Comme elle achevait ces mots, elle vit accourir Anfry, essoufflé et suant, juste au moment où un nuage de poussière annonçait l’approche de la voiture de poste.

Anfry se plaça, le chapeau à la main, d’un côté de la grille ; Mme Anfry se rangea avec Blaise de l’autre côté : la berline attelée de quatre chevaux de poste apparut, tourna au galop et enfila l’avenue du château. Elle passa si rapidement que Blaise eut à peine le temps d’apercevoir un monsieur et une dame au fond de la voiture, un petit garçon et une petite fille sur le devant. Ils passèrent sans répondre aux révérences de Mme Anfry et aux saluts du concierge ; la petite fille seule salua.

Quand la voiture fut hors de vue, le mari et la femme se regardèrent d’un air chagrin ; ils fermèrent lentement la grille, rentrèrent sans mot dire dans leur maison et s’assirent près d’une table sur laquelle était préparé leur frugal dîner. Blaise vint les rejoindre et, de même que ses parents, se plaça silencieusement près de la table.

« Mon ami, dit enfin Mme Anfry, comment trouves-tu les domestiques des nouveaux maîtres ?

– Mauvais, répondit Anfry ; grossiers, mauvaises langues. Mauvais, répéta-t-il en soupirant.

MADAME ANFRY. – Blaise craint que les maîtres ne soient guère meilleurs.
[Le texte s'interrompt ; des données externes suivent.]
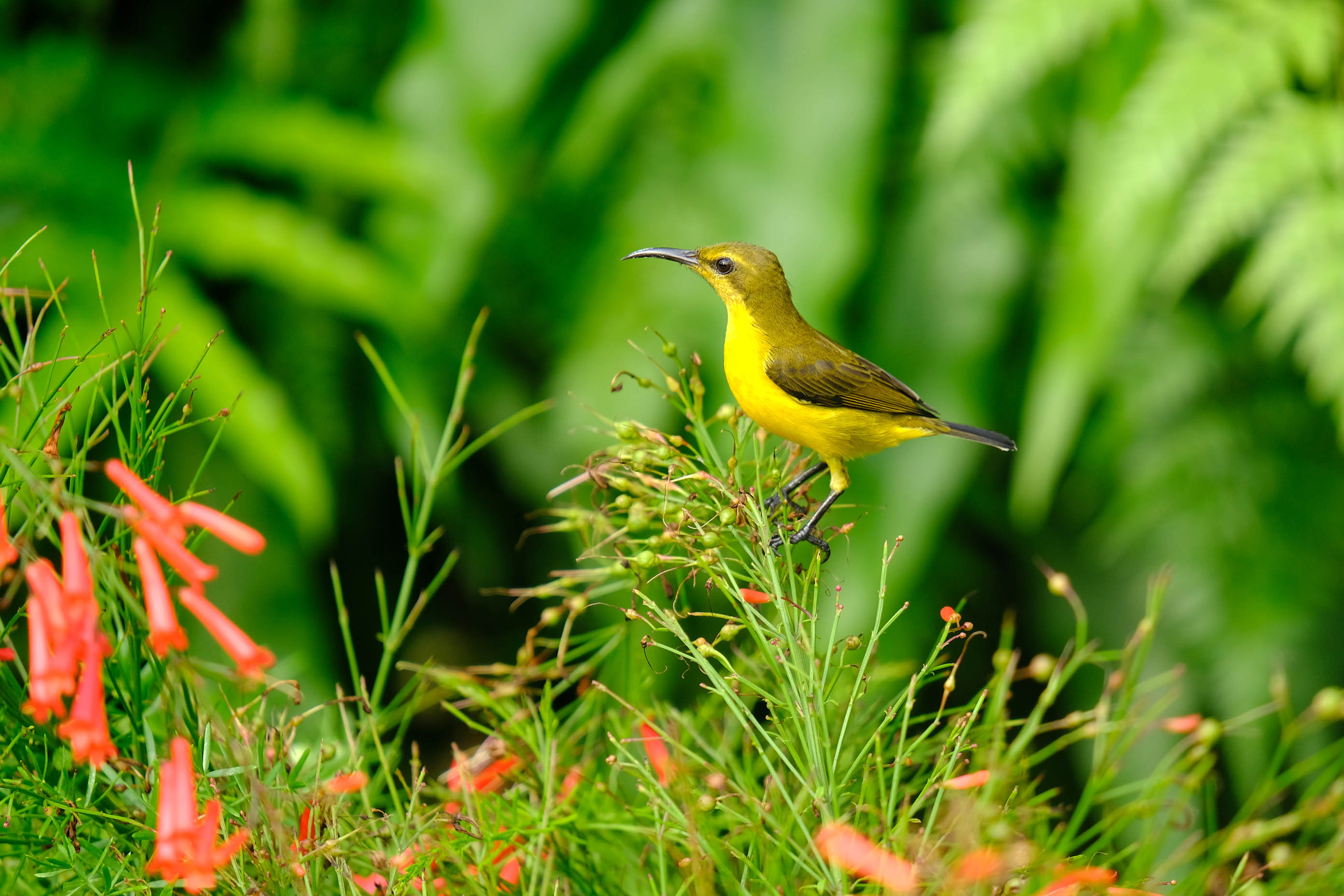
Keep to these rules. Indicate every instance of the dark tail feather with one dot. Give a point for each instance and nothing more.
(976, 434)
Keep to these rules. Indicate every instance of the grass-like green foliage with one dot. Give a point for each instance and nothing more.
(793, 714)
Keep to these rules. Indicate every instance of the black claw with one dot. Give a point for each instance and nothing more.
(812, 538)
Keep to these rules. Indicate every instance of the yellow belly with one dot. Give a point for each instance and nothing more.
(837, 434)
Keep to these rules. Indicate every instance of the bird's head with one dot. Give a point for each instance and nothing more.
(743, 276)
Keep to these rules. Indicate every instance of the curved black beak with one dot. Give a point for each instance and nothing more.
(682, 256)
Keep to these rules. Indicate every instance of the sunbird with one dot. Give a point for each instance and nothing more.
(803, 386)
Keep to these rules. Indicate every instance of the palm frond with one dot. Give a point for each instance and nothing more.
(1296, 277)
(1269, 159)
(1005, 50)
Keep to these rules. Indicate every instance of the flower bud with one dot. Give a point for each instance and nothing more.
(1060, 585)
(1328, 704)
(1042, 667)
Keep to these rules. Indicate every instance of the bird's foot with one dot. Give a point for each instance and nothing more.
(804, 535)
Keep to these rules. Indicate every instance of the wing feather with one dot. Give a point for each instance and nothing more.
(830, 375)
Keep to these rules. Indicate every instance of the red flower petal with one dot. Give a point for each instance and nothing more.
(658, 753)
(165, 632)
(224, 527)
(349, 784)
(1183, 725)
(967, 782)
(847, 848)
(236, 643)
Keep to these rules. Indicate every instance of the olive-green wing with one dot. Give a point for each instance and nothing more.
(827, 374)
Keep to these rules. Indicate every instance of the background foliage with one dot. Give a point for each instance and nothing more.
(1109, 229)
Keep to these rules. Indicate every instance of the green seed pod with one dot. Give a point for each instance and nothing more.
(1328, 704)
(639, 516)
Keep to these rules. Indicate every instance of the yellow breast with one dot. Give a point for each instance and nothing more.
(837, 433)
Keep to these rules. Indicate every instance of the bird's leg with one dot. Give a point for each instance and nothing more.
(808, 531)
(791, 487)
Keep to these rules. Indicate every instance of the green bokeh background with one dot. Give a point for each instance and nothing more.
(1110, 229)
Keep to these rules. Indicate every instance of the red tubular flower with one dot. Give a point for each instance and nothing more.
(752, 596)
(154, 504)
(1182, 725)
(191, 567)
(374, 883)
(205, 857)
(46, 684)
(236, 643)
(74, 560)
(86, 730)
(486, 781)
(967, 782)
(186, 848)
(1065, 883)
(165, 630)
(177, 812)
(658, 753)
(976, 866)
(347, 784)
(847, 848)
(224, 527)
(9, 554)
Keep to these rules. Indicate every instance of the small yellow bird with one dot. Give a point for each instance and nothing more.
(803, 386)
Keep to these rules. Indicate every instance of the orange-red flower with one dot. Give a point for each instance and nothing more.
(349, 784)
(1074, 879)
(165, 632)
(374, 883)
(9, 554)
(1183, 725)
(847, 848)
(47, 683)
(967, 782)
(184, 848)
(245, 652)
(150, 502)
(483, 782)
(86, 728)
(191, 567)
(162, 530)
(224, 527)
(976, 866)
(658, 753)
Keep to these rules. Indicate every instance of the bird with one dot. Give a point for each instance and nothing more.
(803, 386)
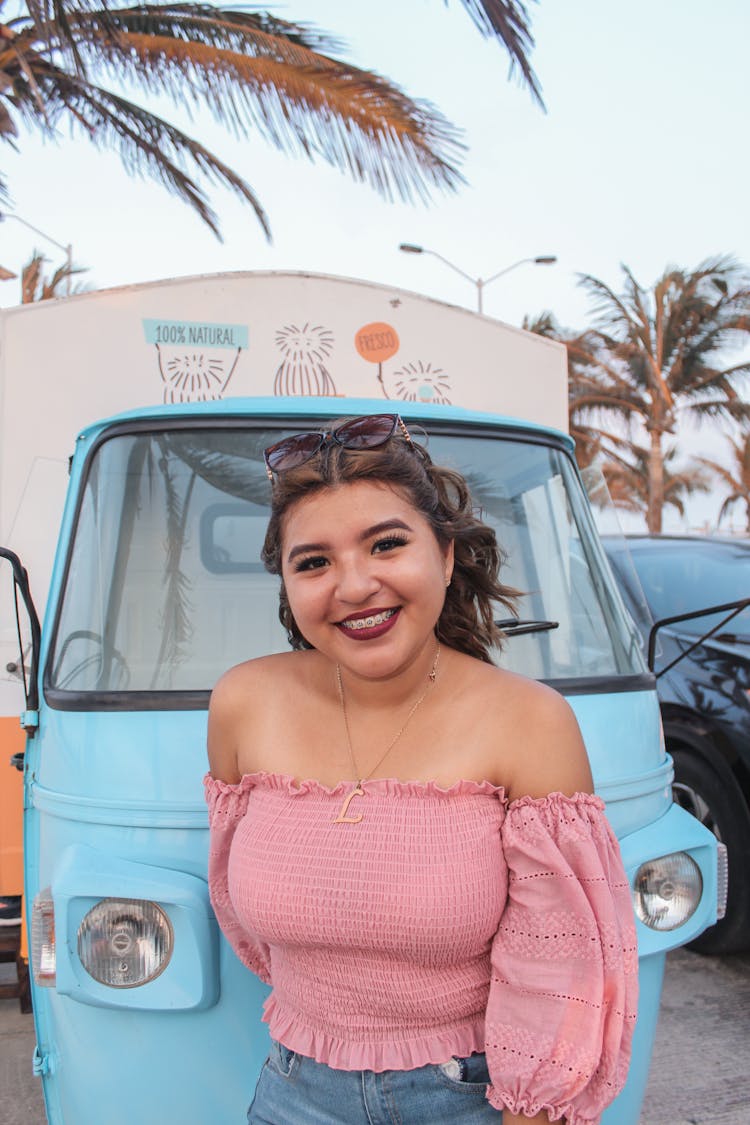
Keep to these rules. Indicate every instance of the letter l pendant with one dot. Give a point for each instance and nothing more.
(342, 818)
ANFRY. – Cela se pourrait bien ! Ce ne sera pas comme avec les anciens qui n’y sont plus. Blaise, mon garçon, ajouta-t-il en se tournant vers lui, ne va pas au château ; n’y va que si on te demande, et restes-y le moins possible.

BLAISE. – C’est bien ce que je compte faire, papa ; je n’ai pas du tout envie d’y aller. Quand mon cher petit M. Jacques y demeurait, c’était bien différent ; je l’aimais et il voulait toujours m’avoir… Je ne le reverrai peut-être jamais ! Mon Dieu ! mon Dieu ! que c’est donc triste d’aimer des gens qui vous quittent. »

Et le pauvre Blaise versa quelques larmes.

ANFRY. – Allons, Blaise, du courage, mon garçon ! Qui sait ? tu le reverras peut-être plus tôt que tu ne penses. M. de Berne m’a bien promis qu’il tâcherait de me placer dans son autre terre, où il va habiter.

BLAISE. – Et puis il la vendra encore, et il nous faudra encore changer de maîtres.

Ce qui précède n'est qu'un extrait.